L’Origine de nos Idees du Sublime et du Beau/PII XXI

Traduction par E. Lagentie de Lavaïsse.
Pichon et Depierreux (p. 154-156).

SECTION XXI.
L’odorat et le goût, les amers et les puanteurs.

Les odeurs et les saveurs ont aussi quelque influence sur les grandes idées, mais elle est naturellement faible, et bornée dans ses opérations. J’observerai seulement que les odeurs ni les saveurs ne peuvent produire aucune grande sensation, si nous en exceptons les amers excessifs et les puanteurs intolérables. Il est vrai que ces affections de l’odorat et du goût, lorsqu’elles ont toute leur énergie possible, et qu’elles s^appliquent directement sur le sensorium sont simplement douloureuses, et ne sont accompagnées d’aucune sorte de délice. Mais quand elles sont modérées, comme dans une description ou une narration, elles deviennent des sources du sublime, aussi naturelles que toute autre, et basées sur le même principe d’une douleur modérée. « Une coupe d’amertume… boire la coupe amère de la fortune… les pommes amères de Sodome ; » toutes ces idées conviennent à une description sublime, Et n’est-il pas sublime ce passage de Virgile, où la vapeur empestée de la fontaine d’Albunée conspire si heureusement avec la lugubre obscurité et l’horreur sacrée de la prophétique forêt ?

At rex solicitas, monstris oracula fauni
Fatidici genitoris adit, lucosque sub alta
Consulit Albunea, nemorum quæ maxima sacra
Fonte sonat ; sœvamque exhalat opaca Mephitim.

Dans une description très-sublime du sixième livre, le poète n’oublie pas les exhalaisons empoisonnées de l’Achéron ; et cette image est bien loin de déparer celles qu’elle accompagne ;

Spelunca alta fuit, vastoque immanis hiatu
Scrupea, tuta lacu nigro, nemorumque tenebris
Quam super haud ullœ poterant impune volante »
Tendere iter pennis, talis sese alitus atris
Faucibus effundens supera ad convexa ferebat.

Quelques amis, dont j’estime beaucoup le jugement, m’ont engagé à ajouter ces exemples : ils ont pensé que mon sentiment exposé tout simplement, pourrait paraître, au premier coup-d’œil, bisarre et ridicule ; mais je crois que cela viendrait principalement de ce que l’on considérerait l’amertume et la puanteur en association avec des idées basses et méprisables, auxquelles, je l’avoue, on les trouve

fréquemment unies : une telle alliance dégrade le sublime dans tous les cas possibles.

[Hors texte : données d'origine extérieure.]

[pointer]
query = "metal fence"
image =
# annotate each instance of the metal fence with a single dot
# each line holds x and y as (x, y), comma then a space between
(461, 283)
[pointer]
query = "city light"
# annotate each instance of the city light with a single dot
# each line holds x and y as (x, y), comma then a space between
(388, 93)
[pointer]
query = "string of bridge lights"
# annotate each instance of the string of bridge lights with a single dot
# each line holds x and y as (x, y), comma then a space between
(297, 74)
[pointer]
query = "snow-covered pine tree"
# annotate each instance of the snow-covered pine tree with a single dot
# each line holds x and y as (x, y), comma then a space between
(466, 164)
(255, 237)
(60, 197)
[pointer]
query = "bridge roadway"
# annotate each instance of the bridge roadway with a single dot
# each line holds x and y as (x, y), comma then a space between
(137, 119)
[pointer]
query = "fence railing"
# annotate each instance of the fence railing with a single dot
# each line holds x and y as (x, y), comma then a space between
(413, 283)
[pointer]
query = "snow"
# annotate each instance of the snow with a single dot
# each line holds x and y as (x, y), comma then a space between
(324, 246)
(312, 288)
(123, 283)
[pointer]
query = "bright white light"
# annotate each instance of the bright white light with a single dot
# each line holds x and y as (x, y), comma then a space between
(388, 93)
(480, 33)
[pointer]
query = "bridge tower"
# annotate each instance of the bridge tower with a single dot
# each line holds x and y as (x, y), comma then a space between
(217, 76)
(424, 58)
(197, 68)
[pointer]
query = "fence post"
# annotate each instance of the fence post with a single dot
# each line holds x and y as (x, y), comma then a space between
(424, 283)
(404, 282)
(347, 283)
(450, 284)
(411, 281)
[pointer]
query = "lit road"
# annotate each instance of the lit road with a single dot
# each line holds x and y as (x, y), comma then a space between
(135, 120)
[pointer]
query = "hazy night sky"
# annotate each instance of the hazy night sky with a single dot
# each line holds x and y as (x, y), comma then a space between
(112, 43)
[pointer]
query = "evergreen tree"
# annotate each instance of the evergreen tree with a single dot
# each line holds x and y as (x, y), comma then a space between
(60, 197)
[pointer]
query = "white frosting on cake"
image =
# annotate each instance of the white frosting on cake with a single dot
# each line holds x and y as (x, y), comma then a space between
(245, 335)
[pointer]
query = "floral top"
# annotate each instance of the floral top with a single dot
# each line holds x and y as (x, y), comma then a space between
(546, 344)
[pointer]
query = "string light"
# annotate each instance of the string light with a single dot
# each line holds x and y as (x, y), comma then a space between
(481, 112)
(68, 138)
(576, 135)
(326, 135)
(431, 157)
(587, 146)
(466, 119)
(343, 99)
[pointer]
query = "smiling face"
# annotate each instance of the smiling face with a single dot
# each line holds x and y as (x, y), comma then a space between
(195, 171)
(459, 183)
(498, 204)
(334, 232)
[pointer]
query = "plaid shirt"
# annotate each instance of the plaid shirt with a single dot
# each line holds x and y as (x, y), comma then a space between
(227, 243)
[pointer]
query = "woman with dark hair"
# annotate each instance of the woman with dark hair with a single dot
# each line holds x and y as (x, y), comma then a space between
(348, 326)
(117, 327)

Pour éprouver une image sublime, il ne s’agit pas d’examiner si elle devient basse en l’associant à des idées basses ; mais si, étant unie à des images d’une certaine noblesse, toute la composition se soutient avec dignité. Tout ce qui est terrible est toujours grand ; et les objets qui possèdent des qualités désagréables, ou qui inspirent même la crainte de quelque danger, mais d’un danger facile à surmonter, sont simplement odieux, comme les crapauds et les araignées.